Location
- Country: Canada
- Province: British Columbia
- District: Cassiar Land District

Physical characteristics
- Source: Level Mountain
- • location: Nahlin Plateau
- • coordinates: 58°29′31″N 131°22′4″W﻿ / ﻿58.49194°N 131.36778°W
- • elevation: 1,820 m (5,970 ft)
- Mouth: Tuya River
- • coordinates: 58°14′21″N 130°43′3″W﻿ / ﻿58.23917°N 130.71750°W
- • elevation: 500 m (1,600 ft)
- Length: 71 km (44 mi)
- Basin size: 569 km^{2} (220 sq mi),
- • average: 6.69 m^{3}/s (236 cu ft/s)

Basin features
- Topo maps: NTS 104J6 Beatty Creek NTS 104J7 Little Tuya River

= Little Tuya River =

The Little Tuya River is a tributary of the Tuya River in northwest part of the province of British Columbia, Canada.
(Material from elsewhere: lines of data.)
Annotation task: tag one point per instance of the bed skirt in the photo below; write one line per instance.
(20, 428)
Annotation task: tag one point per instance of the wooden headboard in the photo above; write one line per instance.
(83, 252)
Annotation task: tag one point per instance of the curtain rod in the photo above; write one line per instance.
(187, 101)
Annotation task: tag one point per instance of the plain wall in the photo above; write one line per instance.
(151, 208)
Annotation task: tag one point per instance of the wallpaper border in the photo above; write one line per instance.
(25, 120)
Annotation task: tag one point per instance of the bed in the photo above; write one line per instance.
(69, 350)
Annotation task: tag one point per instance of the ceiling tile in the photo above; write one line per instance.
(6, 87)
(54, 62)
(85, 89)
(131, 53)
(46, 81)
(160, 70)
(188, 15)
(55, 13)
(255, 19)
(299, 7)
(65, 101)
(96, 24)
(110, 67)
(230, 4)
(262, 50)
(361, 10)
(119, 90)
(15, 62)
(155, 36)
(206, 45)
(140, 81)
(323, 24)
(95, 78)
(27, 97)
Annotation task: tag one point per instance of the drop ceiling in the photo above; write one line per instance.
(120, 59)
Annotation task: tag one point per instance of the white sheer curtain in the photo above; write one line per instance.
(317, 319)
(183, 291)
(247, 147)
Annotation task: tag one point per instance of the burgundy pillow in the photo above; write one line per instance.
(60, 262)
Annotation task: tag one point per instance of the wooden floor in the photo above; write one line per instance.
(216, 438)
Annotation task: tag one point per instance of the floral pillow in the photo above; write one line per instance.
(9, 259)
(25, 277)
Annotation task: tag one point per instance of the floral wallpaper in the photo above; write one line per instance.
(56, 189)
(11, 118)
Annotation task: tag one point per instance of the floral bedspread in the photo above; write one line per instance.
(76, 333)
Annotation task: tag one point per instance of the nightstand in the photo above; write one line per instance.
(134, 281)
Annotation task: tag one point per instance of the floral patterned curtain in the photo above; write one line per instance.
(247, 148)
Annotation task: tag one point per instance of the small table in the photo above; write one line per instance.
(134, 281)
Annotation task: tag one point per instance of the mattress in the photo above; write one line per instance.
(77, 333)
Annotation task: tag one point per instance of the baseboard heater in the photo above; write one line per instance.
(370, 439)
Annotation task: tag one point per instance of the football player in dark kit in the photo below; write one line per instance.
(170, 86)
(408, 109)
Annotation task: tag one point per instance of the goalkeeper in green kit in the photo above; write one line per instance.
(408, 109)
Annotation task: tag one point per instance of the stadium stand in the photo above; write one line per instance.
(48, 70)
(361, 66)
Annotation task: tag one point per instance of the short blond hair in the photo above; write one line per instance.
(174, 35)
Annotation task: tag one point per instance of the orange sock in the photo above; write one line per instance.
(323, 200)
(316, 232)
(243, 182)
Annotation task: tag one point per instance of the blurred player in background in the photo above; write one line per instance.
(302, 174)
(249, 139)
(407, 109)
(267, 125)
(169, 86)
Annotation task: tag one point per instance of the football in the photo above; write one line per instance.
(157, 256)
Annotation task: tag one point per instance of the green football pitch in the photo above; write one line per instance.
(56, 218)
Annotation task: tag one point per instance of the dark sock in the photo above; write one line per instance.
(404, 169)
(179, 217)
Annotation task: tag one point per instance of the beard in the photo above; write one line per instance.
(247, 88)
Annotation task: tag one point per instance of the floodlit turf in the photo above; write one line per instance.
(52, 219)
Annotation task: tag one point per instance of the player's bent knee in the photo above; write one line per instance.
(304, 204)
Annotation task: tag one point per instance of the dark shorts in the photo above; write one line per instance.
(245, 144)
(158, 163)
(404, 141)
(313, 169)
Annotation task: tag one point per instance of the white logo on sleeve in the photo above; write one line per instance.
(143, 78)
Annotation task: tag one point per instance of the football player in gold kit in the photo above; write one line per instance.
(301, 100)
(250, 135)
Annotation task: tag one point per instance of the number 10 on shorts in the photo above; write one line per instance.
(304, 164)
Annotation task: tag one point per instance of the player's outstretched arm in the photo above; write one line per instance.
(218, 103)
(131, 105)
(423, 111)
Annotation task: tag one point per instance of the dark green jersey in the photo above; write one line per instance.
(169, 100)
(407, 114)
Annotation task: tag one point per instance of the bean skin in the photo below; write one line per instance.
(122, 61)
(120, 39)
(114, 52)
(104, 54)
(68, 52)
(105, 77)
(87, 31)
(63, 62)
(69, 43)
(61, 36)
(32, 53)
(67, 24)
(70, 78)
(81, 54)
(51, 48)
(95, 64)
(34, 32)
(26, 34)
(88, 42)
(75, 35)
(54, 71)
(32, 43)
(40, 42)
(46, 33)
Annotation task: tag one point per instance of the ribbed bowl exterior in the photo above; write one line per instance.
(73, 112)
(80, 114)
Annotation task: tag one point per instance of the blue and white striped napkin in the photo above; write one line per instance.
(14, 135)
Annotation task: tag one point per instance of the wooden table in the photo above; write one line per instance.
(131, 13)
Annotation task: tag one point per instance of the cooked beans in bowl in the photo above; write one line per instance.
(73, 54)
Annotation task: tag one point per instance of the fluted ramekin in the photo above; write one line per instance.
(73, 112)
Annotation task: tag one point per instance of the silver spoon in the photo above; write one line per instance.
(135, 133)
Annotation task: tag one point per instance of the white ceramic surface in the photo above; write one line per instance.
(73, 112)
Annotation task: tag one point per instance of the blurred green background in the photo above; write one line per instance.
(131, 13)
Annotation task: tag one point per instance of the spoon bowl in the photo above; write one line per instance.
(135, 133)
It flows generally south and east about 71 km to join the Tuya River near Cariboo Meadows. The Little Tuya River's watershed covers 569 km2, and its mean annual discharge is an estimated 6.69 m3/s.

The mouth of the Little Tuya River is located about 45 km northeast of Telegraph Creek, British Columbia, about 48 km west-southwest of Dease Lake, British Columbia, and about 215 km east of Juneau, Alaska. The river's watershed's land cover is classified as 37.8% shrubland, 28.8% conifer forest, 14.6% mixed forest, 9.2% barren, and small amounts of other cover.

The Little Tuya River was named in association with the Tuya RIver. A tuya is a geologic term for a flat-topped, steep-sided volcano formed when lava erupts through a thick glacier or ice sheet. The geologic term comes from Tuya Butte, which was named in association with Tuya Lake. The term may come from the Tahltan language.

The Little Tuya River is in the traditional territory of the Tahltan First Nation, of the Tahltan people.

==Geography==
The Little Tuya River originates on the east side of the massive Level Mountain shield volcano, near the headwaters of the Koshin River, Beatty Creek, and Matsatu Creek, and about 4.5 km east of Meszah Peak, the highest peak of the Level Mountain Range, a cluster of bare peaks on the summit of Level Mountain.

The river flows south and east, first through Level Mountain's high and relatively barren lava plateau, then through rugged forested terrain. Its lower course flows through rugged forested terrain, where it is joined by its main tributary, Mansfield Creek. The Little Tuya RIver empties into the Tuya River near the abandoned settlement of Cariboo Meadows.

==Geology==
Coal has been found in rocks exposed in the drainage of the Little Tuya River and Mansfield Creek between the communities of Dease Lake and Telegraph Creek in northwestern BC. The coal was first discovered in 1904, but the main exploration of its economic potential occurred in the 1980s to 1990s.